Thursday, 31 May 2007

[Tips.002] Ask you builder not to fasten/fix the skirting boards if you are installing timber floors latter

Everyone likes to have timber floors in her/his new house. Problem is, project home builders charged a lot for that. So far, we haven't seen many owners installing timber floor with the builder. Most of them just leave the floor as it is, and then install timber/carpet or other floor coverings after hand-over, and that's what we planned to do as well. After a few discussions with some new home owners, we found a common problem - the skirting board.

Project home builders always fasten/nailed the skirting board and have it painted before the hand-over. Unfortunately when the flooring people tried to install the timber floors, the skirting boards need to come off, otherwise the edges under the wall won't be covered properly. And yes, that could easily damage your brand new wall - also don't forget that it's every single wall surrounding the area you are installing timber floors!
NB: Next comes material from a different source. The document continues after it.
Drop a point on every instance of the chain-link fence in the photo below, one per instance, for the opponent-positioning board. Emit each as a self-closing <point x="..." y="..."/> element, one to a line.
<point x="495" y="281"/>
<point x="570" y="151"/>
Yes, there's another option - to install an extra edging in front of the skirting boards. Well, you then get an extra layer under every surrounding wall. Personally, I don't think that looks good, but it's one possible solution.
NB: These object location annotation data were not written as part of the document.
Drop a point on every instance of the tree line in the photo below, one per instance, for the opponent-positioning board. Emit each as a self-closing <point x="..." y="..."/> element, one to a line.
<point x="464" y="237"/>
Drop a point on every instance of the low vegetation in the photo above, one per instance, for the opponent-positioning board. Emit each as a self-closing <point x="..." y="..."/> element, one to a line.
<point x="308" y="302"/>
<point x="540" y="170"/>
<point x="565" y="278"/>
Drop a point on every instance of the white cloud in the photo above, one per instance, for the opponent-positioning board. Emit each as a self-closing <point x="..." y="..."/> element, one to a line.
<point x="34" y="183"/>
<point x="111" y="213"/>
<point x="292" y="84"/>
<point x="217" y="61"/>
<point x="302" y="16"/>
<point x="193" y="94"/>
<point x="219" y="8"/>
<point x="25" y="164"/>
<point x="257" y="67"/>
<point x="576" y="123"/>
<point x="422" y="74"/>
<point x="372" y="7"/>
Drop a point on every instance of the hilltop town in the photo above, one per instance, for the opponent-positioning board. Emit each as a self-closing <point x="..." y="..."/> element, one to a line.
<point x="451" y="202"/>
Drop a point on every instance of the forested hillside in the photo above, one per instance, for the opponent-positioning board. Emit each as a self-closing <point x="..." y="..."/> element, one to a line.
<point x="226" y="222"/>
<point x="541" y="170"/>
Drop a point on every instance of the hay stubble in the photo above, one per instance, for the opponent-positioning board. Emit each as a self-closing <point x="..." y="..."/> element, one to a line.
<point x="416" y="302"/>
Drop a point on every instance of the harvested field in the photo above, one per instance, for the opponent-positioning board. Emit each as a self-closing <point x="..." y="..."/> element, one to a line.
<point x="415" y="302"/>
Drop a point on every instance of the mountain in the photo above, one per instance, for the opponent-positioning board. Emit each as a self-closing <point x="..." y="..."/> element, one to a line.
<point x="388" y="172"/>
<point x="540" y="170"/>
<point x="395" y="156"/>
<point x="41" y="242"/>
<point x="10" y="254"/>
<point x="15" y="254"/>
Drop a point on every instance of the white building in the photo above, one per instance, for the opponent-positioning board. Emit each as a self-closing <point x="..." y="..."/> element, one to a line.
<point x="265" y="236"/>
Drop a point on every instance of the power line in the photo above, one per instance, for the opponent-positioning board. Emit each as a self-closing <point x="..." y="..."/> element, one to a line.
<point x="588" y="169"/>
We also tried to ask the builder to leave the walls as it is and don't install any skirting board in the whole house. Guess how much credit for that? Less than $350! Yes I am not joking. They charge you arms and legs for any variation, and only give you peanuts if you ask for any credit. That's how these project home builders make money...

Finally, the last option is the recommended one: ask the builder not to fasten/fix the skirting boards. Just use a few nails to "tack" it (tacked skirting). Unfortunately not many builders are willing to do that. Domaine, Clarendon, Bellmarch all said no. Our builder has no problem with that, but even though we have been talking about this since day 1, we made a big mistake - we didn't get it written into the tender!! When we latter discovered this, they want to charge us $400 for that. We fought very hard for it, but as all drawings are done and approved, colour selection also almost done, we can't do much about that.

This is another lesson we learned - try to get everything covered and negotiate the price with the sales at the beginning. When it comes to the colour selection or latter stage, you are already hooked and lost most of your bargain power. The sales are more willing to negotiate as they are trying to get your business.